Editor’s note: This story has been updated to include new information.
DELRAY BEACH — A Brightline passenger train collided with a fire truck in downtown Delray Beach on Saturday morning, splitting the truck in two and sending three firefighters and several train passengers to the hospital, authorities said.
The crash happened about 10:45 a.m. along the Florida East Coast Railway tracks a block south of Atlantic Avenue, across the tracks from the Delray Beach Market food hall.
City officials said the three Delray Beach Fire-Rescue workers were in stable condition at a local hospital and 12 people from the train were treated for minor injuries.
It wasn’t clear why the ladder truck crossed the tracks in front of an oncoming train. The cause of the crash is being investigated by Delray Beach Police and the National Transportation Safety Board, city officials said in a news release.
Brightline, which operates daily trains between Miami and Orlando, did not respond to a message seeking comment Saturday afternoon.
Jordan Kotellos, a barback at Throw Social on Southeast Second Avenue, said he heard a bang when the train and truck collided. He ran out the bar’s rear door to encounter a chaotic scene just a few steps past the rear parking lot.
The ladder truck lay on its side, split in two. One of the three firefighters had been flung from the truck and lay in the grass bleeding, he said.
“One guy got thrown,” he said. “It was hard to see, man. It was terrible.”
It wasn’t his first time witnessing a train collision in the downtown area. In March, he said, he was working in a nearby bar when a woman standing on the tracks was struck and killed by a Brightline train.
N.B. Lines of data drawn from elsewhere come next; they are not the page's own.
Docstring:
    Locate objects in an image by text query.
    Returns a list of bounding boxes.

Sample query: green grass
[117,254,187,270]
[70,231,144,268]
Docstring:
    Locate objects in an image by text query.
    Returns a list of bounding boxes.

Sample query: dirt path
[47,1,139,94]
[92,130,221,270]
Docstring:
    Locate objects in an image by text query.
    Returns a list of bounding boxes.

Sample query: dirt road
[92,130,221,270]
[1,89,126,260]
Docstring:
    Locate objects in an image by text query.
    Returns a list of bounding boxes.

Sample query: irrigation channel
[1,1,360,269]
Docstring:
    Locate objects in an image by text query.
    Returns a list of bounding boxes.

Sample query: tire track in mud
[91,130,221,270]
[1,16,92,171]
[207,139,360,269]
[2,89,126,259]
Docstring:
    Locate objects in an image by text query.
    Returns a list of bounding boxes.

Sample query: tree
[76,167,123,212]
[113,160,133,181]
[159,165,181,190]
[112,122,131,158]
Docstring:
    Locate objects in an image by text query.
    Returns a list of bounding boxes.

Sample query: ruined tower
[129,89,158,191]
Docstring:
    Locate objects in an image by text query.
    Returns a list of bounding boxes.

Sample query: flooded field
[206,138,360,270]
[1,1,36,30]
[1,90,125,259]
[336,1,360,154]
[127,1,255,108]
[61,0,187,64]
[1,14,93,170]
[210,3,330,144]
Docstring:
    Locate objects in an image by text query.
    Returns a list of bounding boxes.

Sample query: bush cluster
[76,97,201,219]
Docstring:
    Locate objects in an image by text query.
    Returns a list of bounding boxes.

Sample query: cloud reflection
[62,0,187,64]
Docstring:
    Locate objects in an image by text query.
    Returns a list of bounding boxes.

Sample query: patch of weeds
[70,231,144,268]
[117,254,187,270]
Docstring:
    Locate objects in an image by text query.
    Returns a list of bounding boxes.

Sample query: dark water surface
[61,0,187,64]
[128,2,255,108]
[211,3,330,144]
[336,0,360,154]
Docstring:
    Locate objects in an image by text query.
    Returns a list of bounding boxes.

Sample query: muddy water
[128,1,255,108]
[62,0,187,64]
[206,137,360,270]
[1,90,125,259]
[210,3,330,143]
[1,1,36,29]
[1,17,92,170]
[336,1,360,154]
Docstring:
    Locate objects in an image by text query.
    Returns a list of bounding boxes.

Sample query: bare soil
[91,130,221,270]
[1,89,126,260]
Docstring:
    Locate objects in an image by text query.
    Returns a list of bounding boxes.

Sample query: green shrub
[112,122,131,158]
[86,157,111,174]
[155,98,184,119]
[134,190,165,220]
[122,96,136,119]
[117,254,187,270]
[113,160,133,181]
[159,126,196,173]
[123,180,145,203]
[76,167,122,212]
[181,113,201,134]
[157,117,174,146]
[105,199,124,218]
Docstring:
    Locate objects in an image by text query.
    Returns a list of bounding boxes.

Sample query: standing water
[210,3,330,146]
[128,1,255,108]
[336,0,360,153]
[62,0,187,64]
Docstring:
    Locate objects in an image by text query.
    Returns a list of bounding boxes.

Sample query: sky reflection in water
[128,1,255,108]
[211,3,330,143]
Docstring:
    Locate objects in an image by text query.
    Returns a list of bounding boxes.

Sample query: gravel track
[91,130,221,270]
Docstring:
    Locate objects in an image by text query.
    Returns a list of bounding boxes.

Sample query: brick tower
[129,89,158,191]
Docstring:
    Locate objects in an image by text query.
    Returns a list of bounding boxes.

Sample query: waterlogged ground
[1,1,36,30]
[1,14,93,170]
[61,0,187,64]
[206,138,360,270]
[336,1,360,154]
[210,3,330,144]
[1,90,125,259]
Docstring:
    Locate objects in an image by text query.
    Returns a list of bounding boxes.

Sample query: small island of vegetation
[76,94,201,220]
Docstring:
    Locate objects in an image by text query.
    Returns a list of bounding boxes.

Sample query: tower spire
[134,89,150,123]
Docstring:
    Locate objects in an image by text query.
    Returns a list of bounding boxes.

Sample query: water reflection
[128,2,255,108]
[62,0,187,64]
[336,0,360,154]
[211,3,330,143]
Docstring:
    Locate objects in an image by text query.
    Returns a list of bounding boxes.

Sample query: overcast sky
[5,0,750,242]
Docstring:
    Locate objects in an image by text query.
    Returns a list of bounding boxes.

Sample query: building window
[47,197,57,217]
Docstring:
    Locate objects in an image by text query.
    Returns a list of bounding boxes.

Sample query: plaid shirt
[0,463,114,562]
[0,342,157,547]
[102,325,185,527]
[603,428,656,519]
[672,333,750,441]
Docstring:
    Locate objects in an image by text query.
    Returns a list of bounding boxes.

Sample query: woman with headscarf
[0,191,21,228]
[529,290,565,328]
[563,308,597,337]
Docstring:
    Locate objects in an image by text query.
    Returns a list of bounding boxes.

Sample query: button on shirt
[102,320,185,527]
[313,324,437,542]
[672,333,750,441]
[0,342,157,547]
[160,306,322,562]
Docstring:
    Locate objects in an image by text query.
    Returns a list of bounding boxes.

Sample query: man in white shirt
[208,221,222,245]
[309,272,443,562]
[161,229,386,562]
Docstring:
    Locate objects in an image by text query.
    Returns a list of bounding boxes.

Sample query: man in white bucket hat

At least five people have been killed this year in Palm Beach County in collisions with Brightline trains, including two along the same stretch of tracks in downtown Delray Beach where Saturday’s crash occurred.
The crash left one of the city’s ladder trucks destroyed, but the department has two or three other ladder trucks it can rely on when aerial ladders are needed, said retired Delray Beach Fire Rescue Battalion Chief Kevin Saxton.
Atlantic Avenue remained closed at Southeast 1st Avenue on Saturday afternoon as police investigated the collision. As the sun began to set, two large tow trucks worked in tandem to remove the truck’s debris.
The train had since pulled away. News photos from just after the accident showed the Brightline engine with a destroyed front.